Liberate la Bignardi!

Lanciamo un accorato appello per la costituzione del comitato "Liberate Daria Bignardi".
Perchè l’abito fa il monaco. Eccome.
Prendiamo "Le invasioni barbariche", trasmissione che la nostra conduce su La Sette, il venerdì alle 21.30. E, per la precisione, quella del 27 ottobre.
Nella storica occasione la Bignardi si è audacemente liberata dell’ingessato, ovvio, stantio, malinconico tubino-coperta-di-Linus nel quale aveva sino ad oggi costretta la propria femminilità birbantella.
In sostituzione le si gonfiava intorno alle gambe (belle) un abitino floreale che ha fatto miracoli.
Tant’è che, quando la normalmente controllatissima jena giornalistica che la abita, e che Daria tiene al guinzaglio (un guinzaglio piuttosto lungo, invero), si è trovata di fronte Gabriel Garko che aveva lasciato l‘anima nell’armadio, ed era un’unica, sfrontata, debordante spremuta di testosterone, tutto ammicchi e sfarfallii di doppisensi a due piazze, il vestito ha fatto la magia di farla arrossire.
La Bignardi – icona della compostezza stremata dalla mancanza di una qualsivoglia, apparente, debolezza - ha flirtato senza vergogna. Incoraggiata sicuramente anche dai sandali-stiletto rossi che indossava.
In sintesi: si è comportata da donna.
Anziché come la faticosa prima della classe cui eravamo abituati.

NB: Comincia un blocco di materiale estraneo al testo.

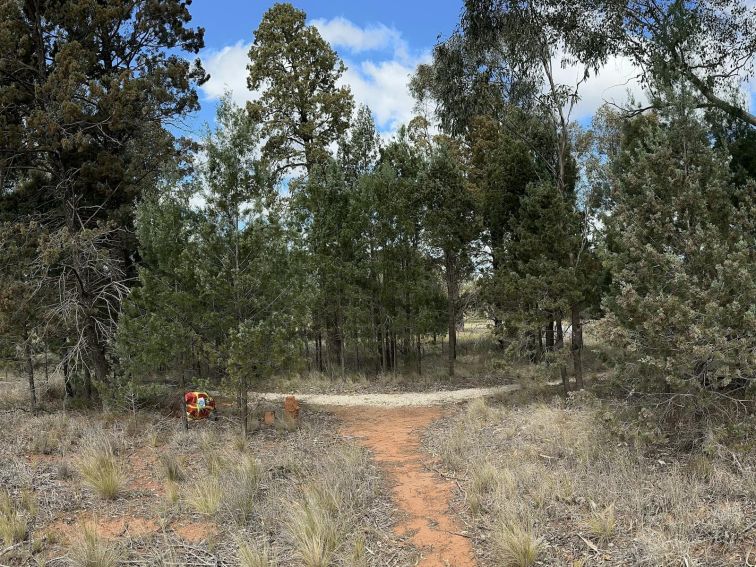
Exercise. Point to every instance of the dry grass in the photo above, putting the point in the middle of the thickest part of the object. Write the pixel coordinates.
(323, 519)
(602, 524)
(237, 493)
(14, 518)
(240, 485)
(205, 495)
(550, 470)
(91, 550)
(314, 529)
(516, 545)
(101, 470)
(172, 468)
(254, 556)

Professionalmente ineccepibile, documentata (grazie anche ad un’eccellente redazione, ovviamente) sino all’inverosimile, ma più curiosa dell’ospite che attenta alle sue emozioni, la Bignardi.
Quel tubino pareva tenerla al riparo da coinvolgimenti di sorta.
Una gran perdita per lo spettatore.
Perché,oggettivamente, i suoi ospiti sono sempre mixati in maniera fantastica e le interviste tarate con intelligenza anche sulla psicologia di chi accetta d’essere barbaramente “invaso”.
La sua trasmissione ha sempre avuto un buon ritorno di critica e di pubblico, pur rimanendo “di nicchia” (misteri della televisione: il Maurizio Costanzo Show, che andava in seconda serata e faceva un “lavoraccio” molto simile, ovvero indagare a bisturi sfoderato dentro l’anima della gente), ma mancava sempre qualcosa.
Adesso abbiamo capito che cosa.

Mancava il cuore.

C’è sempre stata molta testa.
Daria Bignardi tutto è fuorché una bambolotta scervellata e manovrata dagli autori.
Ma la testa può diventare anche “troppa”.
L’intelligenza, l’astuzia, l’arguzia, se non supportati da un cuore capace di pompare emozioni, di far scattare l’empatia tra intervistatore e intervistato, rischia di trasformarsi in zavorra. Di creare un sottile ma percettibile diaframma di ghiaccio anche fra lo studio televisivo e il nostro salotto (o tinello o quale che sia il posto deputato alla visione del programma).

Come d’incanto (le fiabe hanno tutte una loro preziosa simbologia, ne sapeva qualcosa Jung) quando un’ignota Fata Smemorino ha trasformato il tubino di Daria in un grazioso, svolazzante, femineo abito da fanciulla, ecco che, per un poco, quel cuore lo abbiamo visto battere. Stanchi di sentir pulsare solo la materia grigia.
Ebbene sì, l’abito condiziona. Può costringere o liberare.
E noi vogliamo la Bignardi più capace di amare i suoi dirimpettai.
Non solo e non sempre concentrata su quanto sono “fighe” le sue domande, ma anche, almeno un po’ (tutto sta ad iniziare) su quello che c’è dentro l’intervistato. Oltre le risposte. In luoghi lontani e misteriosi che si possono indagare solo a cavallo di un cuore generoso. Magari reso più libero e audace da un abito a corolla.